Show me the dividends: A review of the dividend discount model.

Today I am review the dividend discount models. This is the start of an extensive review on how the intrinsic value of a stock is estimated. The basic dividend discount model seems to be the most simplified variation. To the best of my understanding states that the stock price should equal the present value of all future dividend payments plus the final sales price (or perpetuity if you are never planning to sell.).

(Imagine an equation here as soon as I find away to add equations on blogger)

The recurring problem you will find with this and any of the valuation models is that you must accurately estimate future dividends, present value on a future sell date and the market capitalization rate. Any slight error in any three estimates can lead to a noticeable deviation from your calculated intrinsic value and the actual intrinsic value. Any determination on whether a stock is under valued or overpriced will be incorrect.

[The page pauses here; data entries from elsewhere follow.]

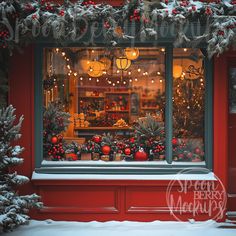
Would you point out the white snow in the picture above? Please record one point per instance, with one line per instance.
(125, 228)
(40, 176)
(114, 163)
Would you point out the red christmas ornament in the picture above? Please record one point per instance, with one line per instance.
(197, 150)
(208, 11)
(72, 156)
(132, 140)
(106, 150)
(181, 156)
(61, 13)
(175, 141)
(54, 139)
(140, 155)
(189, 155)
(97, 139)
(127, 151)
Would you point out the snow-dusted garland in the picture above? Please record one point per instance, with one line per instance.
(22, 22)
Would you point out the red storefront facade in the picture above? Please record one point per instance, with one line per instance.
(122, 198)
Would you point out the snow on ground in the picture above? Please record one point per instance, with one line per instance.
(125, 228)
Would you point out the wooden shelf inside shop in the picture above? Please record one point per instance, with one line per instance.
(149, 108)
(117, 111)
(91, 97)
(103, 128)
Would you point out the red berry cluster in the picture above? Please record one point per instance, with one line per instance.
(49, 7)
(221, 32)
(180, 146)
(61, 13)
(135, 16)
(87, 3)
(4, 34)
(184, 3)
(175, 11)
(56, 152)
(106, 25)
(159, 148)
(231, 26)
(34, 16)
(29, 7)
(194, 8)
(208, 11)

Equity Valuation Models: I have to start somewhere

So my plan was to jump head first into studying for my Series 24 but that has been delayed by situations outside of my control. But... I need to keep learning and growing. So I amended my plans. I will still keep toward my goals. Although this admittedly makes them more challenging (which I actually invite). After some soul searching and some analysis on where I stand knowledge wise I have added ANOTHER item to the list. Last year I studied Equity Valuation Models briefly. I throughly enjoyed learning about dividend discount models but after going over the items that previously studied I realized I still did not have a firm grasp with the concepts of valuation models. So I have decided to not only review everything I studied but also go more in depth with greater rigor on the subject. I feel like learning this will be invaluable and because I enjoyed it previously I hope the new academic rigor will reignite the passion. So with further ado I start with Book Value.

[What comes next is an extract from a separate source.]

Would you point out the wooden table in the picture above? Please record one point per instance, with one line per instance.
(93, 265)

Back to the Basics: Setting goals for 2010

2010 is a big year for me personally with my upcoming marriage to my beautiful fiancee. So I have been racking my brain to map out ways to make it a big year professionally. So I set out some goals to help me improve my financial expertise. I wanted my goals to be SMART Specific, Measurable, Relevant, and Timely. So here they are.

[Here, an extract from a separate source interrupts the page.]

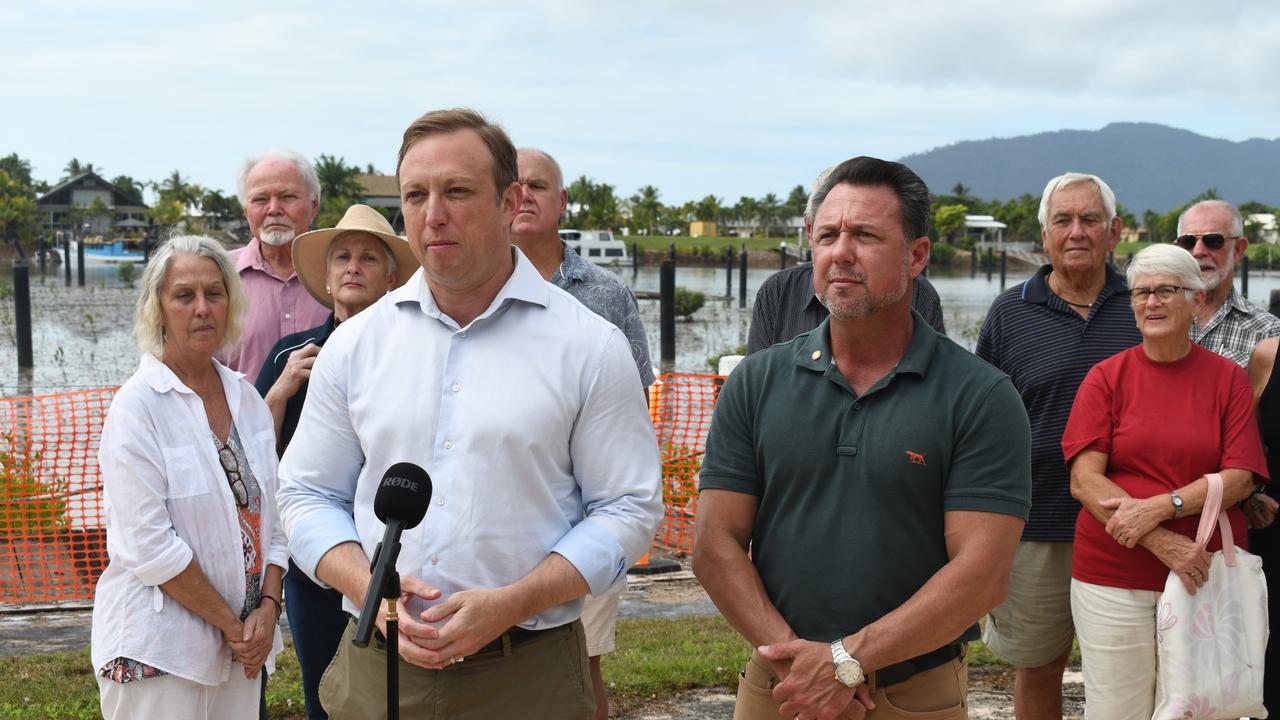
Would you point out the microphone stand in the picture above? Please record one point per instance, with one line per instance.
(391, 593)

1. Study, take and pass Series 24 by June
2. Study, take and pass Series 66 by December
2. Study, take and pass CFA Level 1 Exam by the end of the year
3. Write a fiction/finance book by December
4. Finish reading a book per month.

Now this seems daunting and some may say unrealistic. But I have always been one to say if I aim for excellence even if I fall short I will hit pretty damn good. 2010 is a year for growing both personally and career wise. I want to prove that I can achieve both.